DIGITAL LIBRARY
DISTANCE LEARNING IS NOT AN ONLINE FACE-TO-FACE – OBSERVATIONS IN MICROELECTRONIC EDUCATION
1 University of Rennes 1/ GIP-CNFM (FRANCE)
2 Grenoble INP (FRANCE)
About this paper:
Appears in: EDULEARN21 Proceedings
Publication year: 2021
Pages: 1269-1275
ISBN: 978-84-09-31267-2
ISSN: 2340-1117
doi: 10.21125/edulearn.2021.0310
Conference name: 13th International Conference on Education and New Learning Technologies
Dates: 5-6 July, 2021
Location: Online Conference
Abstract:
Due to the pandemic in early 2020, the French government, like many others, has decided to temporarily close the universities and has asked faculty to devote themselves entirely to online teaching. While the availability of online tools is useful for students temporarily away from their university or in countries with less educational opportunities, the limitations of such tools need to be analyzed in depth. Online access to scientific publications, presentations or videos are interesting supports and useful add-ons to training, especially in the field of microelectronics engineering. Completely changing the educational paradigm from face-to-face to fully online education is another matter and clearly leads to severe disappointments and disastrous results on the acquisition of know-how, a requirement in microelectronics field.

Indeed, since March 2020, the vast majority of theoretical courses, tutorials and even practical labworks have been remotely organized using videoconferencing.

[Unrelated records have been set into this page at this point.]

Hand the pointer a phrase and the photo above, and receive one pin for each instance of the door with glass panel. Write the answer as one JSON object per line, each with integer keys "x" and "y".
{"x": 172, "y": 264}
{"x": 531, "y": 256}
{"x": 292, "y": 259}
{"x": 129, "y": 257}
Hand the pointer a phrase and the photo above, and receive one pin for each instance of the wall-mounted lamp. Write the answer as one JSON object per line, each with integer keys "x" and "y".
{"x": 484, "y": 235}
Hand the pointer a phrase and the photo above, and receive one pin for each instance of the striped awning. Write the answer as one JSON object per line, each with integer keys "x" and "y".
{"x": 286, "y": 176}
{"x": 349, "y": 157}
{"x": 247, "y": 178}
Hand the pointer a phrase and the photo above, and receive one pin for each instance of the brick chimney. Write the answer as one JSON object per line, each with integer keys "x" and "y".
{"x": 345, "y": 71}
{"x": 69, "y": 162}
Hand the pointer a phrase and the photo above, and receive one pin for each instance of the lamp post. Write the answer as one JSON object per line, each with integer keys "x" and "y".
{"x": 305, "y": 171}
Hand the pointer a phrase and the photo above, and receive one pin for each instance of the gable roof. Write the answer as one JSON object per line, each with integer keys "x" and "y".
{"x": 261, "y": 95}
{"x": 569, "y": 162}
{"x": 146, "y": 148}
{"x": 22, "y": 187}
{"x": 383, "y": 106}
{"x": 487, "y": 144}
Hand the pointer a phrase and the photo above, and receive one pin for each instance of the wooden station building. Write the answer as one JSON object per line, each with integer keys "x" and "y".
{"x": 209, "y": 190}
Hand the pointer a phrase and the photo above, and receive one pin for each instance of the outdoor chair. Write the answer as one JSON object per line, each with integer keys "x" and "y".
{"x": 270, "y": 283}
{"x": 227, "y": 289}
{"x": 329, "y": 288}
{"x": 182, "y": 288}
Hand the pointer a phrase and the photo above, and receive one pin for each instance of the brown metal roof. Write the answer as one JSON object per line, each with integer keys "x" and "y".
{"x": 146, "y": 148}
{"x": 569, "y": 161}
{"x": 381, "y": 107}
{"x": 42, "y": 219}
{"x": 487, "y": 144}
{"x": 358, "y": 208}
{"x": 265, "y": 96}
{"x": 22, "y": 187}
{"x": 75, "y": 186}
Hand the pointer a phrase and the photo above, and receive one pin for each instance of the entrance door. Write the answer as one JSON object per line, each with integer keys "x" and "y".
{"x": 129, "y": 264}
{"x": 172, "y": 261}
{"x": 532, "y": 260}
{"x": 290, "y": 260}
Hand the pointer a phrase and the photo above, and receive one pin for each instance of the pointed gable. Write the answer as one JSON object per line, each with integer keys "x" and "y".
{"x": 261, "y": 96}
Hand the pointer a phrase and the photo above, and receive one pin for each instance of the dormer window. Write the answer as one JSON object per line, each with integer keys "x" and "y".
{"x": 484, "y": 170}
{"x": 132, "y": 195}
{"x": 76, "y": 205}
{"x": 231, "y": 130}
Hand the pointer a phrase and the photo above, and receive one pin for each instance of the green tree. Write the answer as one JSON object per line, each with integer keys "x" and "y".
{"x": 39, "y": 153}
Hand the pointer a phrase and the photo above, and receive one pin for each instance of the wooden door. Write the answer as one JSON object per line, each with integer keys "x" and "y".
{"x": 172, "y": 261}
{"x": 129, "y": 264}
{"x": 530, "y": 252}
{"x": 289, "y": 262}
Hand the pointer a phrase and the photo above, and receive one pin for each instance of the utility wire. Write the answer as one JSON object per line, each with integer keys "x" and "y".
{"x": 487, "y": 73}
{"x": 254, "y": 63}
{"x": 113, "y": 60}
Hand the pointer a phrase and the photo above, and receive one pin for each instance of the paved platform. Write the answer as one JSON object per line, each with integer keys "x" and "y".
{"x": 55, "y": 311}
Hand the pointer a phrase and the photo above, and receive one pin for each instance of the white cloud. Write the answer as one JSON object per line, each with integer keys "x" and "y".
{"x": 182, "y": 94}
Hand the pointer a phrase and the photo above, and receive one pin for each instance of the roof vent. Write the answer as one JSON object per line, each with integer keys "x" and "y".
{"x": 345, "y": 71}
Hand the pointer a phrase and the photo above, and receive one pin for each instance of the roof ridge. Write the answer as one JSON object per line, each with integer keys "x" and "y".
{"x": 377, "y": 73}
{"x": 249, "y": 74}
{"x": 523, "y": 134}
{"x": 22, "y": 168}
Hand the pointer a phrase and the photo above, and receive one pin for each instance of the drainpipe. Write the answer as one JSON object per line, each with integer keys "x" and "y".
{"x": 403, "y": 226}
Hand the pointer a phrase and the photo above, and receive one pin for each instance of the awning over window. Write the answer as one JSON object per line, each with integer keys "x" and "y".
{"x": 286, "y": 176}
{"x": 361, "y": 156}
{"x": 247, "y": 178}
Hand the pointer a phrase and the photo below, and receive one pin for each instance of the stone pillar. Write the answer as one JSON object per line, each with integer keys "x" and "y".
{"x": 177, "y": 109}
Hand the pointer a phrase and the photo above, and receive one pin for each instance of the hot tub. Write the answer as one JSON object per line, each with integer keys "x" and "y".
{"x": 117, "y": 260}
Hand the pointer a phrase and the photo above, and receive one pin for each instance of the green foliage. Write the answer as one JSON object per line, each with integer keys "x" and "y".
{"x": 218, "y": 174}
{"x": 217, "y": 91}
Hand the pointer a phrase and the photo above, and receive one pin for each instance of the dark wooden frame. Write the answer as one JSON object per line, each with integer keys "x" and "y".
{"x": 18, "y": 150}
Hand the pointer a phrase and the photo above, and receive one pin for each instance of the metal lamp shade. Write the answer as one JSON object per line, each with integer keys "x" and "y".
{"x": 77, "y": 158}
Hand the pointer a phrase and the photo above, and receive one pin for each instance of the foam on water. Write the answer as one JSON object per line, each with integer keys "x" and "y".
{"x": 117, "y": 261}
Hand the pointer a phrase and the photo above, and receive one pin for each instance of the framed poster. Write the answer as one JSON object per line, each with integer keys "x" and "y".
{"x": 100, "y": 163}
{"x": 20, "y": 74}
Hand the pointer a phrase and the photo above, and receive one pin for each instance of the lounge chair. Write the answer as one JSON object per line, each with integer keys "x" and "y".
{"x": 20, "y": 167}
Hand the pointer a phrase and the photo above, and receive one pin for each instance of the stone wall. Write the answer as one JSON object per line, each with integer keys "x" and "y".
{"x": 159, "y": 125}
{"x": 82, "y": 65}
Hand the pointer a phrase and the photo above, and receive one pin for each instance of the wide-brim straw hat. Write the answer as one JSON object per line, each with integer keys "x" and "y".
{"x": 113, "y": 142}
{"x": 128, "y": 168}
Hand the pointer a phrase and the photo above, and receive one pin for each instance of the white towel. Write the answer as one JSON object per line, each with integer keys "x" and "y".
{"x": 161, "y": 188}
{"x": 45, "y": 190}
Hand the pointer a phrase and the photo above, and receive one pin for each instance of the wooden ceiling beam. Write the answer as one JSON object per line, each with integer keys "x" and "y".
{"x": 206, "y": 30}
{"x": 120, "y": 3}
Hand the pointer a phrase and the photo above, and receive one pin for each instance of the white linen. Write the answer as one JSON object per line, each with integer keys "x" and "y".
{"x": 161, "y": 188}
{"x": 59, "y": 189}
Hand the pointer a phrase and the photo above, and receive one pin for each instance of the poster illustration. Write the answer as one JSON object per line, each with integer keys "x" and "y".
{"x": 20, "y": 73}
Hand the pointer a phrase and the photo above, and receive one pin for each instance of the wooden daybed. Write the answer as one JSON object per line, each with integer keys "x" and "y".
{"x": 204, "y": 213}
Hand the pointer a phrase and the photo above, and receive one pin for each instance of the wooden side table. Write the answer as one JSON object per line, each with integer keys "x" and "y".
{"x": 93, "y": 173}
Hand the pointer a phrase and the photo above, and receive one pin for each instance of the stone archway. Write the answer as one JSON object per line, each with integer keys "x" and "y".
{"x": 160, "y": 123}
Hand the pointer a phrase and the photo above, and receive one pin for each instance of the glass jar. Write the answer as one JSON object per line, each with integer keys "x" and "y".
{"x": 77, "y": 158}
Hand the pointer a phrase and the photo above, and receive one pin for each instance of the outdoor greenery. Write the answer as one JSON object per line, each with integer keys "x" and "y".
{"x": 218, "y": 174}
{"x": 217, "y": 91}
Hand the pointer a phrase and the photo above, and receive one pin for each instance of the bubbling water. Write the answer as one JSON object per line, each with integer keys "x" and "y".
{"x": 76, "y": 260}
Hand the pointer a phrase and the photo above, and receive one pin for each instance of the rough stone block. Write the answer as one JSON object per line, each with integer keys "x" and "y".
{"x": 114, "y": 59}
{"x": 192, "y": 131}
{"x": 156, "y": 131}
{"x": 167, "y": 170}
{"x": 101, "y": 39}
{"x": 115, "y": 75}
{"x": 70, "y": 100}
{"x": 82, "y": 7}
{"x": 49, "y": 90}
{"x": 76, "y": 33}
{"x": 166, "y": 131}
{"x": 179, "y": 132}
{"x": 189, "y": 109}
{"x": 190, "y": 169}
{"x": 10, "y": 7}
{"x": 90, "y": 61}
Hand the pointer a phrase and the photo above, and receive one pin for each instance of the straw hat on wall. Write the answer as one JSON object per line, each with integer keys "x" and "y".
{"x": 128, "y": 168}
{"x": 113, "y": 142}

In this context, several points relating to high-level courses (masters and engineers) have been observed:
- Being 8 hours per day in front of a computer screen with almost no time-out, isolated at home or in a small flat, is not ideal to keep the attention and worst, favors a quick focus lost.
- The students do not (or very marginally) interact with the teacher as they do not feel his presence. Moreover, online asking questions is more difficult because most of the interactions with the teacher are lost, especially the gesture and body language.
- Understanding methodologies and scientific approaches require stimulating the students while remote learning favors their passivity.
- During the training sessions, most of the students are waiting for the solution instead of searching it by themselves. This implies at the end a reduced autonomy and a lack of questions, which are however for the group dynamic.
- Teachers are spending a lot more time preparing because everything they try to do should be written down as much as possible. This tends to lower the comments, which are useful for helping the understanding. In face-to-face situations, the teachers naturally limit the pre-written documents and displayed slides. This favors the curiosity and the discussions, for instance by giving analogies that are really useful in engineering or physics.
- In circuit design, labworks can be done online thanks to an important preparatory work for giving access to a large number of students while maintaining the network security.
- The excessive use of Internet on undersized networks leads to frequent communication breakdowns causing a loss of time. Increasing the capacity of the servers and connections will solve the problem at the price of higher power consumption, which is not neutral for the carbon footprint.
- The permanent exchanges done in the practice room by the students with their classmates and teachers make their progression ten times faster than in a remote fashion.
- After the resumption of a few face-to-face sessions in the field of design in early 2021, a survey showed that 90% of the students confirm the low effectiveness of online training and declare realizing the benefits of physical labworks.

These different points will be addressed and detailed showing the limits of a fully online approach, which leads to a strong degradation of the skills and know-how of graduate students in microelectronics engineering.
Keywords:
Remote learning, face-to-face, microelectronics education, skills and know-how, limits of a fully online approach.